At the other end of the spectrum, overnutrition – or consuming more calories than needed for optimal health – has become another global health risk, with 2 billion people worldwide either overweight or obese. A food system that emphasizes adequate, appropriate consumption of nutritious food can help battle both under- and overnutrition. Policies should focus on encouraging agricultural value chains to produce greater quantities of nutritious foods; such interventions could include the establishment of “cold chains” to keep perishable foods like fruits and vegetables fresh or contract farming arrangements that encourage farmers to grow more nutritious crop varieties.

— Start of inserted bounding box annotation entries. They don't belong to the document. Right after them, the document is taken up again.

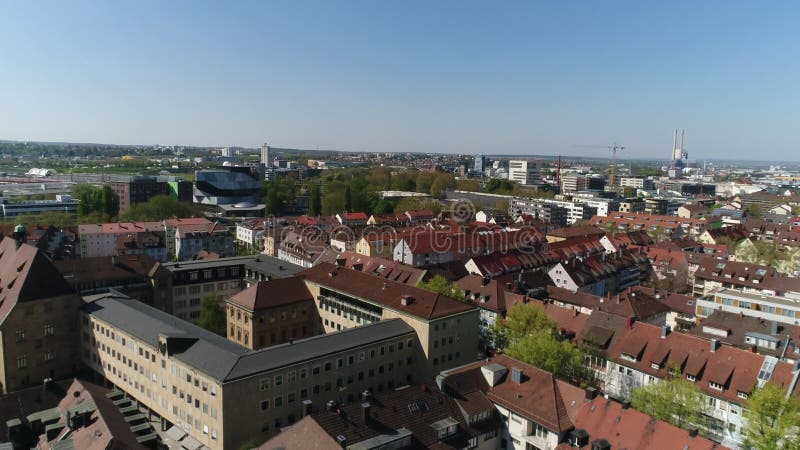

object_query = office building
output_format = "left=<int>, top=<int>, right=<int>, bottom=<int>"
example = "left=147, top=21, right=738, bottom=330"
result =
left=108, top=176, right=170, bottom=213
left=225, top=277, right=323, bottom=350
left=194, top=167, right=264, bottom=206
left=0, top=195, right=80, bottom=219
left=81, top=295, right=420, bottom=450
left=508, top=159, right=542, bottom=184
left=0, top=236, right=82, bottom=394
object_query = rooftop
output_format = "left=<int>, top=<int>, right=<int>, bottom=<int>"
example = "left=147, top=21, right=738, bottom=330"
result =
left=84, top=295, right=414, bottom=383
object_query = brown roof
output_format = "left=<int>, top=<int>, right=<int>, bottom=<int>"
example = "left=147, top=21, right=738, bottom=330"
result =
left=297, top=263, right=475, bottom=320
left=0, top=237, right=75, bottom=323
left=556, top=397, right=727, bottom=450
left=256, top=416, right=342, bottom=450
left=227, top=277, right=314, bottom=311
left=308, top=385, right=490, bottom=450
left=444, top=355, right=585, bottom=434
left=53, top=254, right=156, bottom=285
left=608, top=323, right=792, bottom=404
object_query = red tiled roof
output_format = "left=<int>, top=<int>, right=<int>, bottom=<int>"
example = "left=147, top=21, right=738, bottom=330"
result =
left=297, top=263, right=474, bottom=320
left=227, top=277, right=314, bottom=311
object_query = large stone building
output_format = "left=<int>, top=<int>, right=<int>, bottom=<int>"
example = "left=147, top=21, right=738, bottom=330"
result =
left=0, top=236, right=81, bottom=394
left=225, top=277, right=322, bottom=350
left=81, top=296, right=420, bottom=450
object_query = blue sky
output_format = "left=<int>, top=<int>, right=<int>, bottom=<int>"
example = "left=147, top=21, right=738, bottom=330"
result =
left=0, top=0, right=800, bottom=160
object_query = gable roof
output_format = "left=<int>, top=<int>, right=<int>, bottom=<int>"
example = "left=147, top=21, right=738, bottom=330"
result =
left=298, top=263, right=475, bottom=320
left=0, top=237, right=75, bottom=323
left=442, top=354, right=585, bottom=434
left=226, top=277, right=314, bottom=311
left=556, top=397, right=726, bottom=450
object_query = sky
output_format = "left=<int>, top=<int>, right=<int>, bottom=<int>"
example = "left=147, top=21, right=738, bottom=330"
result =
left=0, top=0, right=800, bottom=161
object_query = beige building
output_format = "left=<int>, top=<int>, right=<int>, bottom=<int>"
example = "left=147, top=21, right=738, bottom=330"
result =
left=81, top=295, right=420, bottom=449
left=225, top=277, right=323, bottom=350
left=0, top=236, right=82, bottom=394
left=300, top=263, right=480, bottom=382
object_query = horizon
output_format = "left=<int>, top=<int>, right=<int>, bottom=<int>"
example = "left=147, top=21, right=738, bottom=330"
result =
left=0, top=0, right=800, bottom=162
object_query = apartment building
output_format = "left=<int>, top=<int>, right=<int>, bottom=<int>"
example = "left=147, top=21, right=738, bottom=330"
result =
left=298, top=263, right=480, bottom=380
left=225, top=277, right=323, bottom=350
left=81, top=296, right=420, bottom=450
left=150, top=257, right=247, bottom=320
left=619, top=177, right=656, bottom=191
left=0, top=236, right=81, bottom=394
left=78, top=222, right=168, bottom=262
left=108, top=176, right=170, bottom=213
left=603, top=323, right=800, bottom=444
left=697, top=288, right=800, bottom=325
left=508, top=159, right=542, bottom=184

Private Sector Engagement: Finally, the new global food system needs to be friendly toward business to encourage well-functioning markets and cooperative private sectors. Private sector investment is crucial in advancing agricultural technology and productivity and thus need to be included in the broader food policy debate. Policymakers should focus on mitigating the effects of price volatility and on creating an enabling environment for public-private partnership. Such an environment will require adequate transportation, communication, and energy infrastructure, as well as transparent financial institutions and agricultural extension services.

To track progress on these six characteristics, the GFPR calls for the establishment of a food system index, as well as for increased research into how to realistically and sustainably improve the global food system.